Rather than addressing the issues
* you start name calling;
* accuse me of being on the take from additive suppliers;
* put words in my mouth that you clearly know are a deliberate misrepresentation of my statements.
* Claim outragious things like "the gearboxes were tested at 150C" to try to throw others off the path.

By placing it as "rivalry", you demonstrate that you are so tied to your eroneous beliefs that you'll do anything to "win" people's opinion.

You have some things right, but so does a broken clock twice per day.
 
My Suzuki GS850s are oil-breakers; at around 2000 miles in nearly every case, there's a fairly noticeable down-grade in shift quality, so the oil is next on the list to get done as soon as reasonably possible. Could be there's plenty of life left in it, but when the mechanical bits don't feel right through the shift lever, I take it as in indication the small but important bits of the oil additive package are done, and I don't really feel like risking the engine for the sake of a few more miles.
I've tried all sorts of oil in there; from Castrol GTX 20w50 to 5w40 synth, currently it's running Total Racing 5w50 to see how long it lasts.
Whatever the case, I always changed at 2000 miles, and the few times I felt inclined to push beyond that, the notchiness would appear anyway, irrespective of what was in there.
 
What I'd be interested in is how a monograde (that would practically not shear) would hold up in a shared sump bike.
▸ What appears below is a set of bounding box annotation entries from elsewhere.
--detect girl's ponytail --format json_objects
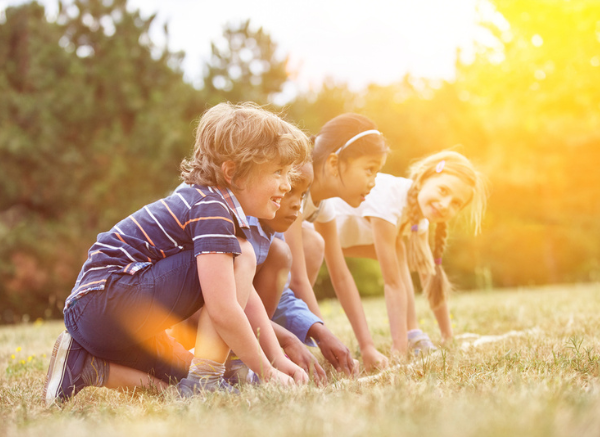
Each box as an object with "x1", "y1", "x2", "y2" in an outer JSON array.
[
  {"x1": 404, "y1": 184, "x2": 435, "y2": 276},
  {"x1": 423, "y1": 222, "x2": 452, "y2": 310}
]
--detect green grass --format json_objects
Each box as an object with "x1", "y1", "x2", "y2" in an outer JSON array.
[{"x1": 0, "y1": 285, "x2": 600, "y2": 437}]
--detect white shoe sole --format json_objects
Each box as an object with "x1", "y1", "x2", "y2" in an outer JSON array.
[{"x1": 44, "y1": 331, "x2": 73, "y2": 407}]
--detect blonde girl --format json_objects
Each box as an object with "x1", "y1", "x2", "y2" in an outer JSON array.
[
  {"x1": 286, "y1": 114, "x2": 388, "y2": 373},
  {"x1": 333, "y1": 151, "x2": 486, "y2": 355}
]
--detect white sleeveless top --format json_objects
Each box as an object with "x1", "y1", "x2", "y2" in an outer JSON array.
[{"x1": 328, "y1": 173, "x2": 412, "y2": 248}]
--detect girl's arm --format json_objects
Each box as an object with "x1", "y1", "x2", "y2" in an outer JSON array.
[
  {"x1": 370, "y1": 217, "x2": 412, "y2": 355},
  {"x1": 315, "y1": 220, "x2": 389, "y2": 371},
  {"x1": 285, "y1": 219, "x2": 323, "y2": 319},
  {"x1": 419, "y1": 275, "x2": 454, "y2": 343}
]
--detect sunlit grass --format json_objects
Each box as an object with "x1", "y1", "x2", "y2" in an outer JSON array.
[{"x1": 0, "y1": 285, "x2": 600, "y2": 437}]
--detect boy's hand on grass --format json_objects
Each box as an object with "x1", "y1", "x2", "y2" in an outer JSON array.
[
  {"x1": 273, "y1": 354, "x2": 309, "y2": 384},
  {"x1": 282, "y1": 336, "x2": 327, "y2": 384},
  {"x1": 308, "y1": 323, "x2": 359, "y2": 377},
  {"x1": 263, "y1": 367, "x2": 295, "y2": 386},
  {"x1": 361, "y1": 346, "x2": 390, "y2": 372}
]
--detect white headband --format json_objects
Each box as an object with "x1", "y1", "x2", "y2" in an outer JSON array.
[{"x1": 335, "y1": 129, "x2": 381, "y2": 155}]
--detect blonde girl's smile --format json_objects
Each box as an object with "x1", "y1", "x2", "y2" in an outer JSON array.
[{"x1": 417, "y1": 173, "x2": 473, "y2": 223}]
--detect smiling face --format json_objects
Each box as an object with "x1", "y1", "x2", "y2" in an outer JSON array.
[
  {"x1": 417, "y1": 173, "x2": 473, "y2": 223},
  {"x1": 231, "y1": 163, "x2": 292, "y2": 219},
  {"x1": 263, "y1": 163, "x2": 313, "y2": 232},
  {"x1": 338, "y1": 154, "x2": 387, "y2": 208}
]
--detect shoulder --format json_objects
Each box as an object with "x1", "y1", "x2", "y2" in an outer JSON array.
[{"x1": 167, "y1": 184, "x2": 233, "y2": 216}]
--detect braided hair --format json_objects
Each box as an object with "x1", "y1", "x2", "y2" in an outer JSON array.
[{"x1": 400, "y1": 151, "x2": 487, "y2": 309}]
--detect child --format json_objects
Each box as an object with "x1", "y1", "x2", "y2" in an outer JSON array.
[
  {"x1": 334, "y1": 151, "x2": 486, "y2": 355},
  {"x1": 285, "y1": 114, "x2": 388, "y2": 371},
  {"x1": 253, "y1": 163, "x2": 358, "y2": 381},
  {"x1": 172, "y1": 163, "x2": 358, "y2": 382},
  {"x1": 44, "y1": 100, "x2": 309, "y2": 404}
]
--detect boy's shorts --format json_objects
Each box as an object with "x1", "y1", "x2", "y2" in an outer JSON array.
[{"x1": 65, "y1": 251, "x2": 204, "y2": 382}]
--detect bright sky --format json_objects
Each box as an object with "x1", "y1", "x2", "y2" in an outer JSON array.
[{"x1": 0, "y1": 0, "x2": 478, "y2": 99}]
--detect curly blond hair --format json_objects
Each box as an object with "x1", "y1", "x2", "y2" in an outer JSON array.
[{"x1": 181, "y1": 102, "x2": 311, "y2": 187}]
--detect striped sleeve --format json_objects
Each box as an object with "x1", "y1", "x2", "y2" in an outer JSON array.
[{"x1": 187, "y1": 196, "x2": 242, "y2": 256}]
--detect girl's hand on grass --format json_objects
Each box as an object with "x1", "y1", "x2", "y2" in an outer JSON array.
[
  {"x1": 308, "y1": 323, "x2": 359, "y2": 377},
  {"x1": 282, "y1": 336, "x2": 327, "y2": 384},
  {"x1": 264, "y1": 367, "x2": 302, "y2": 386},
  {"x1": 361, "y1": 346, "x2": 390, "y2": 372}
]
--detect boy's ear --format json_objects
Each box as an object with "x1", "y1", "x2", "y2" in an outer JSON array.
[{"x1": 221, "y1": 161, "x2": 235, "y2": 185}]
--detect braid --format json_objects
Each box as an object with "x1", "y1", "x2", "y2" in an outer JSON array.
[
  {"x1": 423, "y1": 222, "x2": 452, "y2": 309},
  {"x1": 403, "y1": 184, "x2": 435, "y2": 275}
]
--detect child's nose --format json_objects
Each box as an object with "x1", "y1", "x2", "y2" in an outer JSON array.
[{"x1": 279, "y1": 178, "x2": 292, "y2": 193}]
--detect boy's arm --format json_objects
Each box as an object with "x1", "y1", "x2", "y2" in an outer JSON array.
[
  {"x1": 244, "y1": 289, "x2": 308, "y2": 382},
  {"x1": 195, "y1": 253, "x2": 272, "y2": 375},
  {"x1": 271, "y1": 321, "x2": 327, "y2": 383},
  {"x1": 285, "y1": 219, "x2": 323, "y2": 319},
  {"x1": 273, "y1": 288, "x2": 358, "y2": 376},
  {"x1": 315, "y1": 220, "x2": 389, "y2": 371}
]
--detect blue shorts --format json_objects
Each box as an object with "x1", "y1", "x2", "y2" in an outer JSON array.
[{"x1": 65, "y1": 251, "x2": 204, "y2": 382}]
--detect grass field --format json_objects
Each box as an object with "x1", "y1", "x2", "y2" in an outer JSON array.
[{"x1": 0, "y1": 284, "x2": 600, "y2": 437}]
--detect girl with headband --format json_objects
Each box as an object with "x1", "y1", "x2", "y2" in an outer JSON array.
[
  {"x1": 332, "y1": 151, "x2": 487, "y2": 357},
  {"x1": 285, "y1": 114, "x2": 388, "y2": 371}
]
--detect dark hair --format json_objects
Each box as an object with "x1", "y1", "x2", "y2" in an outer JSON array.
[{"x1": 311, "y1": 113, "x2": 389, "y2": 173}]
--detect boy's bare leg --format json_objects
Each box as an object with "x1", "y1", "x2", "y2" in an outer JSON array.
[
  {"x1": 254, "y1": 238, "x2": 292, "y2": 318},
  {"x1": 104, "y1": 363, "x2": 169, "y2": 390},
  {"x1": 302, "y1": 225, "x2": 325, "y2": 287}
]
I'm tempted to try something like the Eni i-Sigma Monograde line sometime in the future. My manual calls for API SF or SG (yes, 2004 engine).
 
Originally Posted By: Atesz792
What I'd be interested in is how a monograde (that would practically not shear) would hold up in a shared sump bike. I'm tempted to try something like the Eni i-Sigma Monograde line sometime in the future. My manual calls for API SF or SG (yes, 2004 engine).


"Shear" is when the molecule chain is broken down leaving multiple fractions of that chain making the oil thinner.

It doesn't matter what grade/viscosity/multi/straight an oil is, all oils will shear when their threshold has been crossed.